Nvidia Tensor Core-Getting Started with MMA PTX Programming

How to program using MMA PTX?

Bruce-Lee-LY
13 min readSep 25, 2023

1 PTX (Parallel Thread Execution)

What is PTX? Nvidia officially describes it as a low-level parallel thread execution virtual machine and instruction set architecture (ISA), which means low-level parallel thread execution virtual machine and instruction set architecture (ISA).

There are two ways to understand its direct meaning.

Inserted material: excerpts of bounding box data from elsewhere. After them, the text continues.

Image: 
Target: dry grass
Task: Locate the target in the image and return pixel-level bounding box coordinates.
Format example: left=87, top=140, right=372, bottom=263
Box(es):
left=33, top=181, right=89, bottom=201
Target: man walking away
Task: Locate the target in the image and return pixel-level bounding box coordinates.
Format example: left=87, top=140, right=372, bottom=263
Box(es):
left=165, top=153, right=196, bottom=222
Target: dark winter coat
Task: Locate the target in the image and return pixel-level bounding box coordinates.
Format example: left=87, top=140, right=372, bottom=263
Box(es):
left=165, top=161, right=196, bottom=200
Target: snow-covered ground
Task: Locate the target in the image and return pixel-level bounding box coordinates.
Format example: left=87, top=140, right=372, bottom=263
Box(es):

One way is to learn from LLVM. Those who are familiar with LLVM know that its full name is Low Level Virtual Machine. We do not care about the naming of LLVM’s main project and its underlying virtual machine. We mainly focus on LLVM’s core concept IR (Intermediate Representation) and its behavior. Somewhat similar to PTX. IR connects the front-end programming language and the back-end target code. Not only can it be easier to implement new programming languages, but it can also easily generate target code on different hardware platforms. It can also do some general compilation optimization and runtime optimization. . PTX is inherited from the GPU programming language CUDA C++. It enables the GPU hardware SASS instructions and can use NVRTC to achieve runtime optimization. At some levels, it can be called GPU device-independent code, so PTX can be understood as “CUDA IR”.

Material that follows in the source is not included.